O Idiota
Fiódor Dostoiévski
Tradução portuguesa por José Geraldo Vieira
Quarta Parte
3. Abaixou-se para o príncipe, de súbito, e disse com estranho,
misterioso e quase assustador sussurro:
- Um desses indivíduos impudentes que
não valem a biqueira do seu sapato, príncipe adorado! E não é ao meu sapato que
os comparo! Tome nota, muito especialmente, que não estou tomando como
termo de comparação o meu sapato, a este aqui, pois tenho muito respeito de
mim mesmo para dizer diretamente que... Mas só o senhor é capaz de
compreender que não me referindo em tal caso à biqueira do meu sapato,
mostro, talvez, o mais alto orgulho de mérito - e de consideração! Salvo o senhor,
mais ninguém compreenderá isso... E ele, ainda menos do que os demais. Ele
não compreende nada, príncipe, ele é absolutamente, totalmente incapaz de
compreender. Para entender, urge ter coração!

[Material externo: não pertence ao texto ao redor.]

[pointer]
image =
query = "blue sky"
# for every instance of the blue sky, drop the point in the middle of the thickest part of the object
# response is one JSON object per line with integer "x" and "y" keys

Alarmando-se, o príncipe marcou para o dia seguinte, àquela mesma hora, um
encontro com o general que, reanimado ante tal conforto, saiu todo confiante. E,
à noite, entre seis e sete horas, o príncipe mandou pedir a Liébediev que viesse
vê-lo, por um instante.
- Muito orgulhoso por tamanha honra! - foi logo dizendo
Liébediev, cuja aparição foi feita com alacridade, decerto para desvanecer a
suspeita de que se estivera, nesses três dias, a esconder, evitando encontrar o
príncipe.
Sentou-se na beira da cadeira, com sorrisos e tiques, os olhinhos
cautelosos e risonhos, friccionando as mãos, assumindo um ar bem-aventurado
ante a perspectiva de ir Ouvir certa comunicação de importância primacial
desde muito esperada e adivinhada por todo o mundo. O príncipe retraiu-se.
(Desde
tempos notara que, gratuitamente, toda gente esperava uma novidade,
esperando só que ela fosse participada para se congratularem, adiantando-se,
porém, em prognósticos, sorrisos e olhares. Keller, por exemplo, uma ou duas
vezes, viera visitá-lo, muito pressuroso, não se demorando mais do que um
minuto, mas o desejo de Lhe dar parabéns era notório nele; ambas as vezes,
porém, não ousara sequer começar, tendo-se retirado imediatamente, para um
salão de bilhar onde, ultimamente, fazia sensação, bebendo “pesadamente”. Até
mesmo Kólía, apesar de sua tristeza, tentara iniciar um assunto indireto...) Sem
preâmbulos, Míchkín perguntou a Liébediev - havia irritação na sua voz - que
pensava do estado de espírito do General Ívolguin, que parecia andar tão inquieto.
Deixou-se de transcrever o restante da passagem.